The novels of Charles Portis are alike in their southern voice and setting, their humorous dialogue and eccentric characters.

Where True Grit differs from the others is that it takes place in the past -- during the 1870s after the American Civil War.

It's an anti-western.

Mattie Ross is a 14-year-old girl whose father has been shot down by a hired hand named Tom Chaney.

She sets out after him with a Texas Ranger named LaBeouf (pronounced "LaBeef"), and a one-eyed federal marshall named Rooster Cogburn, who eats corn dodgers and drinks "double-rectified busthead."

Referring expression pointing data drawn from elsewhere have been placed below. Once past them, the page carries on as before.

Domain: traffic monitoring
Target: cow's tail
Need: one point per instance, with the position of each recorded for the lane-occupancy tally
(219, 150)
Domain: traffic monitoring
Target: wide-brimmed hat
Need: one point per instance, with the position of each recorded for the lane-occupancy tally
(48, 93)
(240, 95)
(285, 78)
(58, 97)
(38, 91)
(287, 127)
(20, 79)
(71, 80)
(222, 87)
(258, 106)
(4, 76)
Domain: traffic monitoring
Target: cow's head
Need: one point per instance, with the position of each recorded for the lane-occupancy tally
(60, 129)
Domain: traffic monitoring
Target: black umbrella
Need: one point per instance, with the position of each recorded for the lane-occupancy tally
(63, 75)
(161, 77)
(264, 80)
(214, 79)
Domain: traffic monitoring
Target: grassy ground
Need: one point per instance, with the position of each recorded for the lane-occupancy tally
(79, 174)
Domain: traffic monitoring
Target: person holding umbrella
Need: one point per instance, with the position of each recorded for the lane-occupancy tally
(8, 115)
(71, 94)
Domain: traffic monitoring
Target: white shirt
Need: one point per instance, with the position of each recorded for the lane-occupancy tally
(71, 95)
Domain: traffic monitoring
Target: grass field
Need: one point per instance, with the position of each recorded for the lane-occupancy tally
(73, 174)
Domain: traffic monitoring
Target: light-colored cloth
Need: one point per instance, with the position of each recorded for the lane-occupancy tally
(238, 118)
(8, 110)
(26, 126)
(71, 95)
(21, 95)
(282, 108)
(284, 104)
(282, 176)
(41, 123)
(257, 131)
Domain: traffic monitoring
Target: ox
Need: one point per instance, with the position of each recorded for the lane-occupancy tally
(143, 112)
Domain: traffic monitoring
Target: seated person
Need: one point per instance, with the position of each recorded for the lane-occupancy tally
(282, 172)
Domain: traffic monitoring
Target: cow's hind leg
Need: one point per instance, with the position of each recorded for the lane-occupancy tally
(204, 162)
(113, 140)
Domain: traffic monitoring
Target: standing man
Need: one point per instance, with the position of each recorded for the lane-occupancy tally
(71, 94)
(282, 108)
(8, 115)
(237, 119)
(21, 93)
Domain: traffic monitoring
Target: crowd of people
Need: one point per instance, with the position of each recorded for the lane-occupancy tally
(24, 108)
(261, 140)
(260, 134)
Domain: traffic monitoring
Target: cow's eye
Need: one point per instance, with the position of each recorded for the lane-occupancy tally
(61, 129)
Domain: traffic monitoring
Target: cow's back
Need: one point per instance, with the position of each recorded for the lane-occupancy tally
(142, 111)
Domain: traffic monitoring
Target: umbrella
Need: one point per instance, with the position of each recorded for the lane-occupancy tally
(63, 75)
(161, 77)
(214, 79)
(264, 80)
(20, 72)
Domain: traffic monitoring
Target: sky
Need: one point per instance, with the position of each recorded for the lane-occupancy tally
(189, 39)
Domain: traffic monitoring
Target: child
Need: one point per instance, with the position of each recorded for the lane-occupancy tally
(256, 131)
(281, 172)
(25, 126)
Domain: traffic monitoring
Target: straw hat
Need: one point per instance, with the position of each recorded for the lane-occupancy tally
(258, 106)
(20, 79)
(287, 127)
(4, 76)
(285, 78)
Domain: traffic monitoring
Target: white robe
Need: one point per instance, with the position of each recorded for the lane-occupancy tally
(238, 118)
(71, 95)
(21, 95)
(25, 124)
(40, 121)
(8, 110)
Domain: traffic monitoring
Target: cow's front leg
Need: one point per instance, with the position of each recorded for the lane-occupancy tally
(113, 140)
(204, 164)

On one level the book reads like a YA novel, particularly at its climax, which involves a cave inhabited by bats, snakes and a skeleton.

But it is rescued from this one misstep by great dialogue, Mattie's pungent observations, and an ending that is far from treacly.

A sample:


I sat at one corner of the table between her and a tall, long-backed man with a doorknob head and a mouthful of prominent teeth. He and Mrs. Floyd did most of the talking. He traveled about selling pocket calculators. He was the only man there wearing a suit of clothes and a necktie. He told some interesting stories about his experiences but the others paid little attention to him, being occupied with their food like hogs rooting in a bucket.

"Watch out for those chicken and dumplings," he told me.

Some of the men stopped eating.

"They will hurt your eyes," he said.

A dirty man across the table in a smelly deerskin coat said, "How is that?"

With a mischievous twinkle the drummer replied. "They will hurt your eyes looking for the chicken." I thought it a clever joke but the dirty man said angrily, "You squirrelheaded son of a bitch," and went back to eating.



The book contains laudatory quotes from Esquire, The New York Times, The Saturday Review and from Jonathem Lethem, Roald Dahl, and Walker Percy (the man who saved A Confederacy of Dunces from oblivion).